By comparison, it is found that the data distribution characteristics of two numerical variables, cycling duration and cycling distance, are almost the same as the change characteristics under classification. Therefore, cycling distance can no longer be analyzed for the following reasons: On the one hand, the cycling time is real data of the original data (distance is through the beginning and end of the ride point estimation of linear distance), on the other hand the worship the bike is on the basis of riding long as pay, therefore, in the case of data features highly similar, select data quality and higher value cycling duration as subsequent analysis indicators.

Since the data of cycling duration and cycling distance both present a very long tail, log transformation of the two data is carried out first in order to observe data characteristics more clearly
df_e['log_ttl_min'] = np.log10(df_e['ttl_min'])
df_e['log_distance'] = np.log10(df_e['distance'])
cat_vars = ['daytype'.'hourtype'.'ring_stage'.'rate']
fig, ax = plt.subplots(ncols = 4, nrows = 2, figsize = [20.10])

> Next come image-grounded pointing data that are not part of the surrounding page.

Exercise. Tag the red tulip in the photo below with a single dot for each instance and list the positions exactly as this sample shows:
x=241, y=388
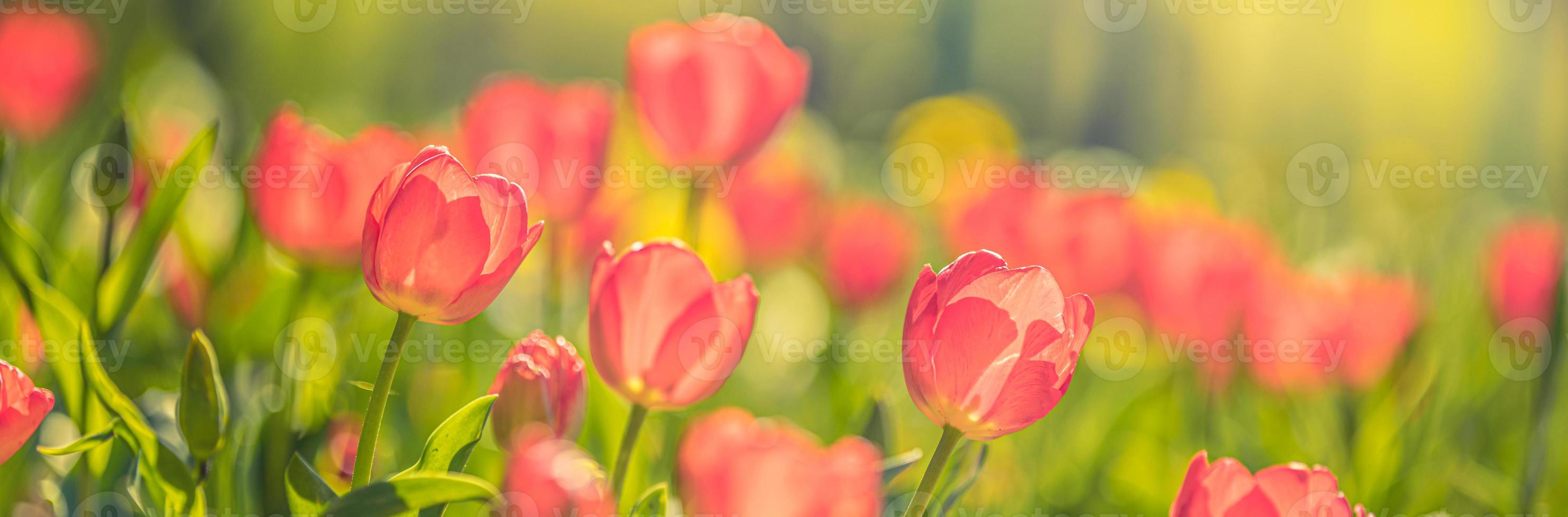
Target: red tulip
x=549, y=477
x=540, y=138
x=864, y=250
x=662, y=333
x=23, y=408
x=774, y=203
x=314, y=188
x=1523, y=270
x=1227, y=488
x=46, y=65
x=541, y=381
x=733, y=464
x=441, y=243
x=711, y=93
x=990, y=350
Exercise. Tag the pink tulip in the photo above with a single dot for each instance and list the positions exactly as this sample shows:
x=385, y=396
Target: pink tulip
x=864, y=250
x=662, y=333
x=733, y=464
x=441, y=243
x=46, y=65
x=990, y=350
x=541, y=381
x=1525, y=265
x=541, y=138
x=314, y=188
x=548, y=477
x=23, y=408
x=1228, y=490
x=711, y=93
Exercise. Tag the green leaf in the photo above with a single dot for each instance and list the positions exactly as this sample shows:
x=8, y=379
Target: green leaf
x=203, y=409
x=308, y=492
x=421, y=490
x=88, y=442
x=894, y=466
x=121, y=284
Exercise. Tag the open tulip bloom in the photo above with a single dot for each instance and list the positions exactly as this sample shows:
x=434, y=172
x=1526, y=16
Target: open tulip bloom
x=989, y=351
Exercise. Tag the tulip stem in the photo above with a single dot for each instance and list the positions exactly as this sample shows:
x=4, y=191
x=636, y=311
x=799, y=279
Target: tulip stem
x=366, y=453
x=623, y=458
x=945, y=450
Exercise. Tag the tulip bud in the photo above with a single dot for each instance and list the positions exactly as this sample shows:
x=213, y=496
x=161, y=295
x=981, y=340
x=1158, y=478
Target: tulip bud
x=441, y=243
x=711, y=93
x=541, y=381
x=551, y=477
x=662, y=333
x=1525, y=267
x=23, y=408
x=545, y=140
x=733, y=464
x=1227, y=488
x=990, y=350
x=46, y=65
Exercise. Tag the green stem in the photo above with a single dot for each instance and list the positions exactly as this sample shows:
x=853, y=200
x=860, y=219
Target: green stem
x=366, y=453
x=623, y=458
x=934, y=471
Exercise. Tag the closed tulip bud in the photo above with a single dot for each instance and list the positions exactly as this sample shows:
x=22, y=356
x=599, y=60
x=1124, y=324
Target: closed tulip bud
x=549, y=477
x=990, y=350
x=441, y=243
x=1525, y=265
x=314, y=187
x=662, y=333
x=46, y=65
x=866, y=246
x=733, y=464
x=711, y=93
x=1225, y=488
x=541, y=381
x=541, y=138
x=23, y=408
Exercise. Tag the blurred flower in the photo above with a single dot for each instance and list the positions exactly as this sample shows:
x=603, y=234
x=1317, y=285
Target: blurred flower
x=774, y=203
x=441, y=243
x=864, y=250
x=314, y=188
x=23, y=408
x=540, y=138
x=711, y=93
x=1523, y=270
x=549, y=477
x=46, y=65
x=1084, y=237
x=992, y=350
x=541, y=381
x=1227, y=488
x=733, y=464
x=662, y=333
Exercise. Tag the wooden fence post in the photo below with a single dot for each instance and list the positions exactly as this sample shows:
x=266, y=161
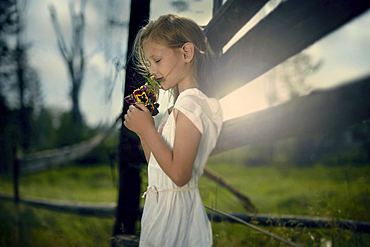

color = sb.color_palette()[0]
for i in range(len(cat_vars)):
    var = cat_vars[i]
    # Draw the first row
    sb.violinplot(data = df_e, x = var, y = 'log_ttl_min', ax = ax[0, i], color = color);
    ttl_min_ticks = [1.2.5.10.20.50.100.200.500]
    ax[0, i].set_yticks(np.log10(ttl_min_ticks));
    ax[0, i].set_yticklabels(ttl_min_ticks);
    ax[0, i].set_ylabel('Riding Duration (min)');
    if i == 2:
        xlabels = ax[0, i].get_xticklabels()
        ax[0, i].set_xticklabels(xlabels, rotation = 10);
    # Draw the second line
    sb.violinplot(data = df_e, x = var, y = 'log_distance', ax = ax[1, i], color = color);
    distance_ticks = [0.1.0.2.0.5.1.2.5.10.20]
    ax[1, i].set_yticks(np.log10(distance_ticks));
    ax[1, i].set_yticklabels(distance_ticks);
    ax[1, i].set_ylabel('Riding Distance (km)');
    if i == 2:
        xlabels = ax[1, i].get_xticklabels()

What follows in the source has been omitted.